The product is cyclic if and only if the orders of the cyclic factors are pairwise relatively prime.

This gives:

Theorem. Let $m$ be a positive integer, and let $p_1,p_2,\ldots,p_r$ be the distinct prime divisors of $m$, $p_1\lt p_2\lt\cdots\lt p_r$. Let $\varphi$ be Euler's totient function. The subgroup of squares of the invertible elements modulo $m$ is cyclic if and only if:

  1. For $m$ odd,
    • $\displaystyle\gcd\left(\frac{\varphi(p_i^{a_i})}{2},\frac{\varphi(p_j^{a_j})}{2}\right) = 1$ for all $1\leq i\lt j\leq r$.
  2. For $m$ even,
    • $\displaystyle\gcd\left(\frac{\varphi(p_i^{a_i})}{2},\frac{\varphi(p_j^{a_j})}{2}\right) = 1$ for $1\lt i\lt j\leq r$; and
    • if $2^a$ is the largest power of $2$ that divides $m$ and $a\gt 3$, then $p_i\equiv 3\pmod{4}$ for all $i\gt 1$.
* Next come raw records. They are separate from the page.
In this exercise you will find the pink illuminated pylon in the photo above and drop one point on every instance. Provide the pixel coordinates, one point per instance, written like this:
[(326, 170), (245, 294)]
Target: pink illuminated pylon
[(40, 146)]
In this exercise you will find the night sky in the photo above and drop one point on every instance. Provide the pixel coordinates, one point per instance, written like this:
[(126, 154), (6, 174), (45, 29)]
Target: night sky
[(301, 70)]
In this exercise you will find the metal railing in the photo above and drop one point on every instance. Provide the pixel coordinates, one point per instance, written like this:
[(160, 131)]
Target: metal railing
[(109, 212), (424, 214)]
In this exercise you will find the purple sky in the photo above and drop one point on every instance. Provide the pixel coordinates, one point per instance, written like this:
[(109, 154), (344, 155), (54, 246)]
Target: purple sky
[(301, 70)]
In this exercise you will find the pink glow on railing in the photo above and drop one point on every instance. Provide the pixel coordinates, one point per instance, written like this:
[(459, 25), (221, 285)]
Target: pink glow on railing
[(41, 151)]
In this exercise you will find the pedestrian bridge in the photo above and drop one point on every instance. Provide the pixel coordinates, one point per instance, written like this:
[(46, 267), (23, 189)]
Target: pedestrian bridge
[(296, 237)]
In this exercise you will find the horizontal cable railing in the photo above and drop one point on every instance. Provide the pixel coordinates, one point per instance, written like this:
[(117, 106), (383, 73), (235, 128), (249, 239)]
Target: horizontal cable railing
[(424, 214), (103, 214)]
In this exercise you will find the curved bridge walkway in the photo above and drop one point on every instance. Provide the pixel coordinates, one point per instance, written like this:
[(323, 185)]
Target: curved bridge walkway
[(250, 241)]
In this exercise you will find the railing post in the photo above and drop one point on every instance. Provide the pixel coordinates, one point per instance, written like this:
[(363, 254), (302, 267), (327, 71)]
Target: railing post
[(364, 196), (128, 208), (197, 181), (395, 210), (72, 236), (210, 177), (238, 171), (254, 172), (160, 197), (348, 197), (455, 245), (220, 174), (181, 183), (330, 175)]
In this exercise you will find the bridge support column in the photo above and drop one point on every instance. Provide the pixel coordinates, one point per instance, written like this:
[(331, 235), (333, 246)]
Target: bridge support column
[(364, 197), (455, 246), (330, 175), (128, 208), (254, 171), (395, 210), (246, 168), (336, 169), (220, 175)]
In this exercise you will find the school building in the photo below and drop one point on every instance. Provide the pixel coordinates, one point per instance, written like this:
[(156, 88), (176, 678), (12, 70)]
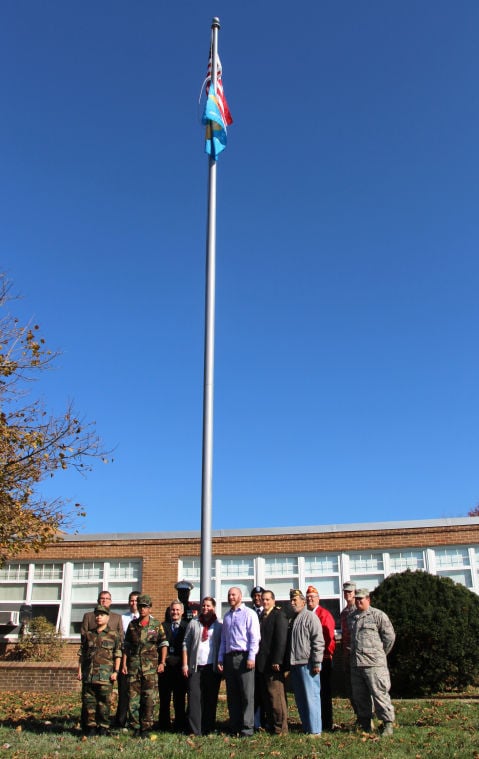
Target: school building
[(63, 581)]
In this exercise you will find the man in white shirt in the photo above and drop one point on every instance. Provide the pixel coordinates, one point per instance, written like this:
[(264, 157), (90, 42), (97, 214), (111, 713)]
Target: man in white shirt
[(123, 692)]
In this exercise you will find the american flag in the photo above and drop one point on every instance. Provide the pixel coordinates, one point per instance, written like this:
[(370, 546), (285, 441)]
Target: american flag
[(220, 95)]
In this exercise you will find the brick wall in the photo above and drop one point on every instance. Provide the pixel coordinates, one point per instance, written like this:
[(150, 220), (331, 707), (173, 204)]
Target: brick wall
[(38, 677), (160, 555)]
It is straightforward now to show (e.g., using Dirichlet's theorem on primes in arithmetic sequences) that there are $m$ with arbitrarily many distinct prime divisors for which the subgroup of squares of the units modulo $m$ is cyclic.


The group of quadratic residues $\bmod p$ is always cyclic, since if $g$ is a primitive root then $g^2$ generates it. More generally, as Mariano says, every finite subgroup of the multiplicative group of a field is cyclic.